José Bonifácio – no poema Ode aos Baianos
Olavo David Neto e Vítor Mendonça
redacao@grupojbr.com
A té a última legislatura do Congresso brasileiro, tão certo quanto o busto de Rui Barbosa no plenário do Senado era a presença de pelo menos um representante da família Andrada no Parlamento. O Brasil nem era ainda um país independente e o primeiro deles já era deputado. Um ano antes de o país proclamar sua independência, em 1822, Portugal reuniu-se numa Assembleia Constituinte, que ficou historicamente conhecida como Cortes de Lisboa. As Cortes de Lisboa foram consequência da Revolução do Porto, movimento que obrigou o retorno a Portugal de Dom João VI e sua corte.
De cunho liberal, a Revolução do Porto estabelecia o fim do regime absolutista, e determinava que fosse criada a primeira Constituição portuguesa. Era para isso que se reuniriam os parlamentares em Lisboa. Uma delegação brasileira composta por 97 deputados e suplentes participaria das reuniões. Entre eles, estava Antonio Carlos Ribeiro de Andrada, irmão de José Bonifácio de Andrada e Silva, sem dúvida o mais famoso representante da família na história brasileira.

José Bonifácio não participou da delegação. Mas foi ele quem orientou todo o trabalho da bancada paulista, da qual pertencia seu irmão.
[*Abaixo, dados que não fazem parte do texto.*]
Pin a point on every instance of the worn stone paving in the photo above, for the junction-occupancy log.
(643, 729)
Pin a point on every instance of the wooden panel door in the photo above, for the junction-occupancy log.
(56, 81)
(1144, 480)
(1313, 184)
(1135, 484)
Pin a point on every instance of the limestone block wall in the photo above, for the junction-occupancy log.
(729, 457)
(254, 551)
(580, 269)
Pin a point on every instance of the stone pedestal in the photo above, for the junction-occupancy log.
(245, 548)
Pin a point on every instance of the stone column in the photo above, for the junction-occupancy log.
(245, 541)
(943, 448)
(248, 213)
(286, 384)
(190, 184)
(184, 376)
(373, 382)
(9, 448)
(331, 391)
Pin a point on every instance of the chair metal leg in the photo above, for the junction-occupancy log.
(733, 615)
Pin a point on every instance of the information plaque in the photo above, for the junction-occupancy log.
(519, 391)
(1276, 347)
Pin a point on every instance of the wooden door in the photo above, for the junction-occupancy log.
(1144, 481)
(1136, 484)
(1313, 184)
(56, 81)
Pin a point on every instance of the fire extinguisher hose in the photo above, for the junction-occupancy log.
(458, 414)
Pouco tempo depois, seria José Bonifácio um dos principais artífices do movimento, que no dia 7 de setembro de 1822, tornaria o Brasil um país independente, tendo como seu primeiro governante o imperador Dom Pedro I. Mais tarde, quando Dom Pedro I abdica e segue para Lisboa para morrer como Dom Pedro IV, rei de Portugal, é ele quem será o tutor de Dom Pedro II. Presença marcante na construção inicial da nação brasileira, não é supresa, portanto, que José Bonifácio se encontre também nas raízes da criação de Brasília. E justamente a partir do documento que elaborou para que fosse defendido pela bancada paulista nas Cortes de Lisboa.
Petrópole ou Brasília
O Brasil, embora ainda sob domínio da coroa portuguesa, já não sofria a rigidez do controle de Portugal, outrora presente nas capitanias hereditárias e no início do regime colonial. Em 1821, às vésperas da emancipação brasileira da corte, novos ensaios de mudança da capital dariam os primeiros passos para sair do papel — e pelas mãos de integrantes do governo vigente na colônia.
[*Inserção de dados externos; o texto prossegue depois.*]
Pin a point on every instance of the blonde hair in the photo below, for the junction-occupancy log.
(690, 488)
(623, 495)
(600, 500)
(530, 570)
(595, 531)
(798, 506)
Nas perspectivas de José Bonifácio, vice-presidente de São Paulo, Brasília também era possível fora do imaginário. Por meio do documento intitulado “Lembranças e apontamentos do governo ‘provizorio’ da Província de S. Paulo”, o estadista aproveitou a influência política para plantar as ideias de mudança da capital dentro dos meandros da legislatura brasileira.
Nesse documento, Bonifácio sugere a transferência da capital do país para o interior. E, incrivelmente, já propõe que ela se instalasse próxima de onde de fato ficou. Sua sugestão era que o Paralelo 15 — entre os graus 15º e 20º, que dividem o planeta horizontalmente, cortando, no Brasil, partes dos atuais estados do Mato Grosso, Mato Grosso do Sul, Goiás, Minas Gerais, Espírito Santo e Bahia, além do Distrito Federal — fosse a região delimitada para estabelecer a nova cidade. Bonifácio sugeriu dois nomes para a nova cidade. O primeiro era Petrópole, clara homenagem ao imperador. O segundo nome proposto pelo Patriarca da Independência era Brasília.
Assinado por ele como presidente da Província de São Paulo, por João Carlos Augusto de Oyenhausen-Gravenburg, e pelo brigadeiro Manoel Rodrigues Jordão III, e aprovado pelo Palácio do Governo de S. Paulo em outubro de 1821, o documento enviado à corte elenca, na nona posição dos “Negócios do Reino do Brasil”, as justificativas para a proposta. E as razões são as mesmas destacadas nos primeiros capítulos desta série especial publicada pelo Jornal de Brasília.
Em primeiro lugar, a questão da segurança: “Deste modo [mudando a capital para o interior do Brasil], fica a Corte ou assento da Regência livre de qualquer assalto e surpresa externa”. Já com um histórico vulnerável no litoral, a questão foi a principal dentre as sugestões.
O segundo argumento trata da superlotação da então capital brasileira, estimada em 150 mil habitantes, em 1821: “[…] e se chama para as Províncias Centrais o excesso de povoação vadia das cidades – marítimas e mercantis”. Vale lembrar que a população excedente da cidade carioca, somada à falta de saneamento básico e às abarrotadas vilas no Rio de Janeiro, aumentava nas mentes governantes as preocupações sobre a higiene e prováveis doenças.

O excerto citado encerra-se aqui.